The overwhelming majority of violence in the Bible is committed by God—not the adversary.
Jesus Explicitly Rejects the Old Model of God
Jesus does more than teach love—he corrects previous theology.
“You have heard it said… but I say to you…” (Matthew 5)
He directly contradicts:
Eye-for-an-eye justice
Tribal favoritism
Legalistic punishment
Retaliatory violence
Most importantly:
Jesus never quotes genocide commands, never endorses Yahweh’s violence, and never describes God as wrathful or jealous.
Instead, Jesus says:
“If you have seen me, you have seen the Father.” (John 14:9)
If this is true, then the Father Jesus reveals cannot be the same being who orders the slaughter of infants, commands ethnic cleansing, or destroys cities in rage.
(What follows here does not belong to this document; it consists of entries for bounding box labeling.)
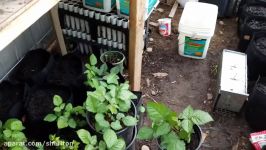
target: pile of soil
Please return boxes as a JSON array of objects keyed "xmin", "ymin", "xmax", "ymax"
[
  {"xmin": 26, "ymin": 86, "xmax": 71, "ymax": 121},
  {"xmin": 10, "ymin": 49, "xmax": 50, "ymax": 82},
  {"xmin": 246, "ymin": 6, "xmax": 266, "ymax": 17},
  {"xmin": 47, "ymin": 54, "xmax": 83, "ymax": 86},
  {"xmin": 0, "ymin": 81, "xmax": 24, "ymax": 121},
  {"xmin": 255, "ymin": 37, "xmax": 266, "ymax": 55},
  {"xmin": 247, "ymin": 19, "xmax": 266, "ymax": 30}
]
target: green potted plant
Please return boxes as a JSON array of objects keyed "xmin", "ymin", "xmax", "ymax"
[
  {"xmin": 85, "ymin": 55, "xmax": 137, "ymax": 144},
  {"xmin": 137, "ymin": 102, "xmax": 213, "ymax": 150},
  {"xmin": 77, "ymin": 129, "xmax": 126, "ymax": 150},
  {"xmin": 0, "ymin": 118, "xmax": 27, "ymax": 150}
]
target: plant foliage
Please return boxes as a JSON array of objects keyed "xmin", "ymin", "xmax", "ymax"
[{"xmin": 137, "ymin": 102, "xmax": 213, "ymax": 150}]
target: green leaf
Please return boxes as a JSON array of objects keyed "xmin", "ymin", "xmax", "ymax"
[
  {"xmin": 103, "ymin": 73, "xmax": 119, "ymax": 85},
  {"xmin": 110, "ymin": 139, "xmax": 126, "ymax": 150},
  {"xmin": 137, "ymin": 127, "xmax": 153, "ymax": 140},
  {"xmin": 122, "ymin": 116, "xmax": 138, "ymax": 127},
  {"xmin": 99, "ymin": 141, "xmax": 106, "ymax": 150},
  {"xmin": 90, "ymin": 54, "xmax": 97, "ymax": 66},
  {"xmin": 139, "ymin": 106, "xmax": 146, "ymax": 113},
  {"xmin": 10, "ymin": 120, "xmax": 25, "ymax": 131},
  {"xmin": 181, "ymin": 119, "xmax": 193, "ymax": 133},
  {"xmin": 116, "ymin": 113, "xmax": 125, "ymax": 120},
  {"xmin": 90, "ymin": 135, "xmax": 97, "ymax": 146},
  {"xmin": 191, "ymin": 110, "xmax": 213, "ymax": 125},
  {"xmin": 3, "ymin": 129, "xmax": 12, "ymax": 138},
  {"xmin": 77, "ymin": 129, "xmax": 91, "ymax": 144},
  {"xmin": 147, "ymin": 102, "xmax": 172, "ymax": 122},
  {"xmin": 154, "ymin": 122, "xmax": 171, "ymax": 138},
  {"xmin": 57, "ymin": 116, "xmax": 68, "ymax": 129},
  {"xmin": 111, "ymin": 120, "xmax": 123, "ymax": 131},
  {"xmin": 66, "ymin": 103, "xmax": 73, "ymax": 111},
  {"xmin": 53, "ymin": 95, "xmax": 63, "ymax": 106},
  {"xmin": 95, "ymin": 113, "xmax": 110, "ymax": 128},
  {"xmin": 44, "ymin": 114, "xmax": 57, "ymax": 122},
  {"xmin": 68, "ymin": 118, "xmax": 77, "ymax": 129},
  {"xmin": 103, "ymin": 129, "xmax": 117, "ymax": 148},
  {"xmin": 181, "ymin": 106, "xmax": 194, "ymax": 119},
  {"xmin": 11, "ymin": 131, "xmax": 27, "ymax": 142}
]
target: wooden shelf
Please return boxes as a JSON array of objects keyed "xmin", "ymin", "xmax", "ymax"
[{"xmin": 0, "ymin": 0, "xmax": 59, "ymax": 51}]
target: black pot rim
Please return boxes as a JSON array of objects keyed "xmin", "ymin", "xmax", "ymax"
[
  {"xmin": 156, "ymin": 125, "xmax": 203, "ymax": 150},
  {"xmin": 86, "ymin": 101, "xmax": 137, "ymax": 135}
]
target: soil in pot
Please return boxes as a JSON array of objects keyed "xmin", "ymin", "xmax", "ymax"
[
  {"xmin": 86, "ymin": 102, "xmax": 137, "ymax": 145},
  {"xmin": 10, "ymin": 49, "xmax": 50, "ymax": 84},
  {"xmin": 47, "ymin": 54, "xmax": 83, "ymax": 87},
  {"xmin": 25, "ymin": 85, "xmax": 71, "ymax": 140},
  {"xmin": 0, "ymin": 81, "xmax": 24, "ymax": 122}
]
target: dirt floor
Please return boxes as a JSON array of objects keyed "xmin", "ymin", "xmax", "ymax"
[{"xmin": 139, "ymin": 4, "xmax": 251, "ymax": 150}]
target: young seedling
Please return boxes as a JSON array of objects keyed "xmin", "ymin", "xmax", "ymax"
[
  {"xmin": 44, "ymin": 95, "xmax": 86, "ymax": 129},
  {"xmin": 77, "ymin": 129, "xmax": 126, "ymax": 150},
  {"xmin": 137, "ymin": 102, "xmax": 213, "ymax": 150}
]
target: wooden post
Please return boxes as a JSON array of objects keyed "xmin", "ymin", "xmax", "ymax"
[
  {"xmin": 50, "ymin": 5, "xmax": 67, "ymax": 55},
  {"xmin": 129, "ymin": 0, "xmax": 146, "ymax": 91}
]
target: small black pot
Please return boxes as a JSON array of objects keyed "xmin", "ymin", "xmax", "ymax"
[
  {"xmin": 86, "ymin": 102, "xmax": 137, "ymax": 145},
  {"xmin": 246, "ymin": 31, "xmax": 266, "ymax": 81},
  {"xmin": 9, "ymin": 49, "xmax": 50, "ymax": 85},
  {"xmin": 0, "ymin": 81, "xmax": 24, "ymax": 122},
  {"xmin": 246, "ymin": 77, "xmax": 266, "ymax": 131},
  {"xmin": 157, "ymin": 125, "xmax": 203, "ymax": 150}
]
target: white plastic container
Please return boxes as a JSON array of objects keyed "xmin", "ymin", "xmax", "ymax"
[
  {"xmin": 158, "ymin": 18, "xmax": 171, "ymax": 36},
  {"xmin": 83, "ymin": 0, "xmax": 116, "ymax": 13},
  {"xmin": 178, "ymin": 2, "xmax": 218, "ymax": 59},
  {"xmin": 177, "ymin": 0, "xmax": 198, "ymax": 8}
]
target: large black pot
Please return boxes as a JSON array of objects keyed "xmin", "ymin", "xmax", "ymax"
[
  {"xmin": 25, "ymin": 85, "xmax": 72, "ymax": 140},
  {"xmin": 0, "ymin": 81, "xmax": 24, "ymax": 122},
  {"xmin": 9, "ymin": 49, "xmax": 50, "ymax": 85},
  {"xmin": 238, "ymin": 17, "xmax": 266, "ymax": 52},
  {"xmin": 246, "ymin": 77, "xmax": 266, "ymax": 131},
  {"xmin": 87, "ymin": 102, "xmax": 137, "ymax": 145},
  {"xmin": 247, "ymin": 32, "xmax": 266, "ymax": 81},
  {"xmin": 157, "ymin": 125, "xmax": 203, "ymax": 150}
]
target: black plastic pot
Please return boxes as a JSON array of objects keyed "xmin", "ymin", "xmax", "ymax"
[
  {"xmin": 157, "ymin": 125, "xmax": 203, "ymax": 150},
  {"xmin": 87, "ymin": 102, "xmax": 137, "ymax": 145},
  {"xmin": 126, "ymin": 126, "xmax": 138, "ymax": 150},
  {"xmin": 246, "ymin": 77, "xmax": 266, "ymax": 131},
  {"xmin": 246, "ymin": 32, "xmax": 266, "ymax": 81},
  {"xmin": 0, "ymin": 81, "xmax": 24, "ymax": 122},
  {"xmin": 238, "ymin": 17, "xmax": 266, "ymax": 52},
  {"xmin": 9, "ymin": 49, "xmax": 50, "ymax": 85},
  {"xmin": 25, "ymin": 85, "xmax": 72, "ymax": 140}
]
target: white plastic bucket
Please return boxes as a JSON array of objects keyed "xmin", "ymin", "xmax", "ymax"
[
  {"xmin": 177, "ymin": 0, "xmax": 199, "ymax": 8},
  {"xmin": 178, "ymin": 2, "xmax": 218, "ymax": 59},
  {"xmin": 83, "ymin": 0, "xmax": 116, "ymax": 13},
  {"xmin": 158, "ymin": 18, "xmax": 172, "ymax": 36}
]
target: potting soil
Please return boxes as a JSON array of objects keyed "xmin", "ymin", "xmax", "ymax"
[{"xmin": 247, "ymin": 19, "xmax": 266, "ymax": 30}]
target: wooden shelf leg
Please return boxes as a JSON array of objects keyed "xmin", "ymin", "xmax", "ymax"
[
  {"xmin": 50, "ymin": 5, "xmax": 67, "ymax": 55},
  {"xmin": 129, "ymin": 0, "xmax": 146, "ymax": 91}
]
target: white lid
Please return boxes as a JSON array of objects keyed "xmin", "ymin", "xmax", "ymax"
[{"xmin": 178, "ymin": 2, "xmax": 218, "ymax": 36}]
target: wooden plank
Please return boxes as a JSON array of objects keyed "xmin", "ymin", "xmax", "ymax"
[
  {"xmin": 129, "ymin": 0, "xmax": 145, "ymax": 91},
  {"xmin": 0, "ymin": 0, "xmax": 39, "ymax": 30},
  {"xmin": 0, "ymin": 0, "xmax": 59, "ymax": 51},
  {"xmin": 169, "ymin": 1, "xmax": 178, "ymax": 18},
  {"xmin": 50, "ymin": 5, "xmax": 67, "ymax": 55}
]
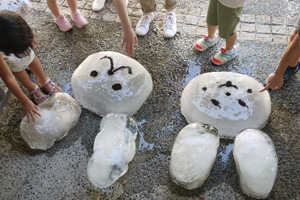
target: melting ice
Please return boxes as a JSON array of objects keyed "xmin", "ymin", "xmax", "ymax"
[
  {"xmin": 87, "ymin": 113, "xmax": 137, "ymax": 188},
  {"xmin": 233, "ymin": 129, "xmax": 278, "ymax": 198},
  {"xmin": 181, "ymin": 72, "xmax": 271, "ymax": 138},
  {"xmin": 20, "ymin": 93, "xmax": 81, "ymax": 150},
  {"xmin": 170, "ymin": 123, "xmax": 219, "ymax": 190},
  {"xmin": 71, "ymin": 52, "xmax": 153, "ymax": 116}
]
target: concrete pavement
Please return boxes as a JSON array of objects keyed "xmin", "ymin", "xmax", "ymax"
[{"xmin": 0, "ymin": 0, "xmax": 300, "ymax": 200}]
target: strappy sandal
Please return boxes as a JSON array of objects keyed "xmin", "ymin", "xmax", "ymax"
[
  {"xmin": 29, "ymin": 86, "xmax": 49, "ymax": 105},
  {"xmin": 40, "ymin": 79, "xmax": 61, "ymax": 96}
]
A Theological Conclusion Many Avoid
When taken seriously, the contrast leads to an uncomfortable but logical conclusion:
Jesus reveals a loving Creator of the universe
The Old Testament Yahweh reflects an ancient, tribal war god
They do not share the same moral character
They do not behave like the same personality
They do not teach the same values
This does not require rejecting Jesus.
It requires recognizing that Jesus came to correct humanity’s understanding of God, not reinforce it.
Final Reflection
If God is truly love, then love must be the standard by which all scripture is measured.
When measured honestly:
Jesus passes without contradiction
Yahweh does not
The God Jesus reveals does not kill to prove power.
He heals to reveal love.
And that difference changes everything.